Physical characteristics
- • location: Neuhaus am Rennweg, Thuringian Forest
- • elevation: 795.3 m (2,609 ft)
- • location: Schwarza
- • coordinates: 50°37′09″N 11°09′21″E﻿ / ﻿50.61917°N 11.15583°E
- Length: 17 km (11 mi)
- Basin size: 82.6 km^{2} (31.9 sq mi)
- • average: 314.1 m (1,031 ft)

Basin features
- Progression: Schwarza→ Saale→ Elbe→ North Sea

= Lichte (river) =

The Lichte (/de/) is a right tributary of the Schwarza in Thuringia, Germany, and is 17 km long.

== Sources ==
The Lichte rises as the Little Lichte (Kleine Lichte) in Neuhaus am Rennweg in the Thuringian Highland.

== Course ==
The Lichte flows north through the Thuringian Forest Nature Park, first through the Finsterer Grund (Dark Valley), where a now closed section of the Sonneberg – Probstzella single-track railway line passes over it on a viaduct. It then reaches the municipality of Lichte, which extends for approximately 5 km along its banks. In the centre of Lichte (in the Wallendorf section) the Piesau joins the Lichte. Below the municipality of Lichte, the river passes through a roughly 3 km long and 200 m deep gorge, which ends in the Deesbach Forebay (height 42.5 m). This is followed by the Leibis-Lichte Dam, the second tallest valley dam in Germany, 102.5 m high. The municipality of Unterweißbach borders the dam and extends for approximately 3 km along the river, which then empties into the Schwarza to the west of the municipality at Mankenbachsmuehle.

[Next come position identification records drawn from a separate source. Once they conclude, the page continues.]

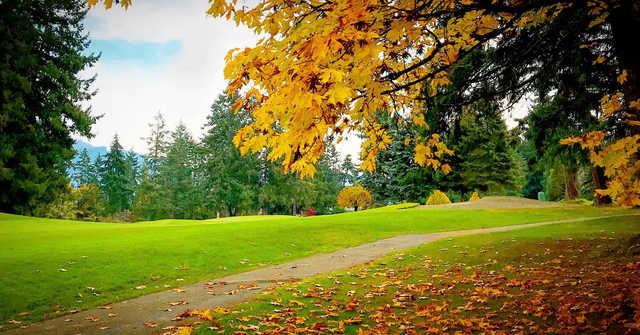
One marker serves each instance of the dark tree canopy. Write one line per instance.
(42, 43)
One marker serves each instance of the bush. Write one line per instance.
(438, 198)
(355, 196)
(454, 196)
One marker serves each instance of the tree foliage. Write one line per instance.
(356, 197)
(43, 47)
(324, 68)
(438, 198)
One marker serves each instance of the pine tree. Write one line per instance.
(177, 173)
(233, 178)
(43, 50)
(83, 169)
(116, 179)
(349, 171)
(487, 162)
(157, 141)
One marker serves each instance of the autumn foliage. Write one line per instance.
(569, 287)
(354, 196)
(438, 198)
(322, 69)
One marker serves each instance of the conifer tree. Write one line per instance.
(116, 179)
(43, 47)
(83, 169)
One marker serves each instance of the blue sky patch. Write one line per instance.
(138, 53)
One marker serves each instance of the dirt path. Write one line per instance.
(497, 202)
(128, 317)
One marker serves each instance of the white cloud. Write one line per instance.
(183, 88)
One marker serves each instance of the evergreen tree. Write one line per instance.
(349, 171)
(157, 141)
(177, 173)
(487, 162)
(116, 179)
(83, 169)
(43, 47)
(233, 178)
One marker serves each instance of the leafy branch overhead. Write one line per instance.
(322, 69)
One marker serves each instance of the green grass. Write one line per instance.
(114, 259)
(482, 258)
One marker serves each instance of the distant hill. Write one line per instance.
(93, 151)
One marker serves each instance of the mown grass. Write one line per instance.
(106, 262)
(574, 246)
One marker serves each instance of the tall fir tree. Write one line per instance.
(116, 179)
(157, 141)
(43, 47)
(177, 175)
(83, 169)
(233, 178)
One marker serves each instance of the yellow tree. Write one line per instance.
(354, 196)
(323, 68)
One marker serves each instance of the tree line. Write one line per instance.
(185, 178)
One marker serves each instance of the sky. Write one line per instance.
(160, 56)
(166, 56)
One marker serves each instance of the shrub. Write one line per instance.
(354, 196)
(310, 212)
(454, 196)
(438, 198)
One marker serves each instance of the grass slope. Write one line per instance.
(567, 278)
(51, 267)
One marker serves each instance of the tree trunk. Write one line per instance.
(598, 181)
(570, 183)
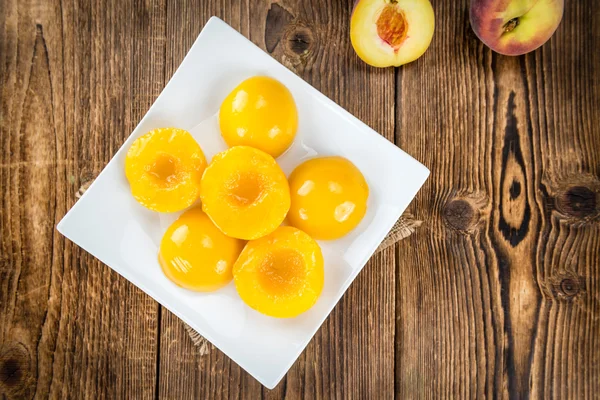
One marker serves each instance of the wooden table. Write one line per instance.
(496, 295)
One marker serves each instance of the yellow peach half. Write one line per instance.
(391, 32)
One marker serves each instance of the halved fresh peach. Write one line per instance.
(391, 32)
(245, 192)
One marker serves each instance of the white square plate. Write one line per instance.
(111, 225)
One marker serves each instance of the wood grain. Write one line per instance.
(496, 295)
(493, 298)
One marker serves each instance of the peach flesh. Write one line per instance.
(392, 26)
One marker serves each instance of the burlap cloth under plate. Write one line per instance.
(403, 228)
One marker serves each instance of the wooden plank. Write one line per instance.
(69, 325)
(353, 353)
(498, 295)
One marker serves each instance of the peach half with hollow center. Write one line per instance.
(282, 274)
(164, 168)
(391, 32)
(245, 193)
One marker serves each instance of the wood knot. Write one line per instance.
(460, 215)
(578, 202)
(14, 369)
(299, 41)
(565, 286)
(569, 287)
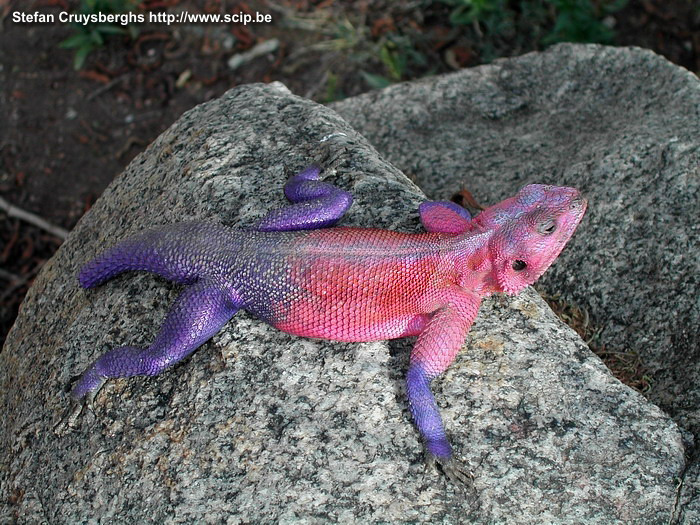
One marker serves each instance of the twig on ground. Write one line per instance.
(18, 213)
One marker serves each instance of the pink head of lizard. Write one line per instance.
(529, 232)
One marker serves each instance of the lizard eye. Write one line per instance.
(547, 227)
(519, 265)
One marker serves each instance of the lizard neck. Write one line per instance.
(468, 256)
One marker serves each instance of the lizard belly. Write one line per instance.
(358, 300)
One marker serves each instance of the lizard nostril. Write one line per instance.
(577, 203)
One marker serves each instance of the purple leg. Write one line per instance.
(315, 204)
(426, 413)
(198, 313)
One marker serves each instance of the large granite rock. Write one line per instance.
(260, 426)
(623, 125)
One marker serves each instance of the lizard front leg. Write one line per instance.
(315, 204)
(435, 349)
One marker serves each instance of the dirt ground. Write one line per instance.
(65, 134)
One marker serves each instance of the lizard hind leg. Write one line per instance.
(166, 250)
(198, 313)
(315, 204)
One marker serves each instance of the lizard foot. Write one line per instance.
(453, 469)
(457, 474)
(69, 420)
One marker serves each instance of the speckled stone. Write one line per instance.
(259, 426)
(623, 126)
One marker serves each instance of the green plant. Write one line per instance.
(582, 21)
(466, 12)
(570, 20)
(92, 35)
(397, 54)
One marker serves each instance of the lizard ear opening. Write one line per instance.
(444, 217)
(513, 275)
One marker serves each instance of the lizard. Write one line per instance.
(302, 276)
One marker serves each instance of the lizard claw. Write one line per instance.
(69, 420)
(456, 473)
(454, 470)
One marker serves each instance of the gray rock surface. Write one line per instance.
(260, 426)
(622, 125)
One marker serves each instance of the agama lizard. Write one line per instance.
(342, 284)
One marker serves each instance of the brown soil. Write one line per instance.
(65, 134)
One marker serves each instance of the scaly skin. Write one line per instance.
(342, 284)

The Lichte and Piesau both have unusually steep and deep gorges, the difference between hill tops and valley bottoms often exceeding 200 m.

== Tributaries ==

Tributaries of the Lichte River:
| Left | Ascherbach | Dorstbach | Geiersbach | Fischbach | Horbach | Weissbach |
| Right | Kieselbach | Piesau | Hölle | Feldbach | Schlagebach | Quilitybach |

The rivers and streams in the area of the Lichte valley have been known for centuries for deposits of placer gold and are considered the most significant sources of gold in Germany. Recreational placer miners continue to find occasional gold nuggets.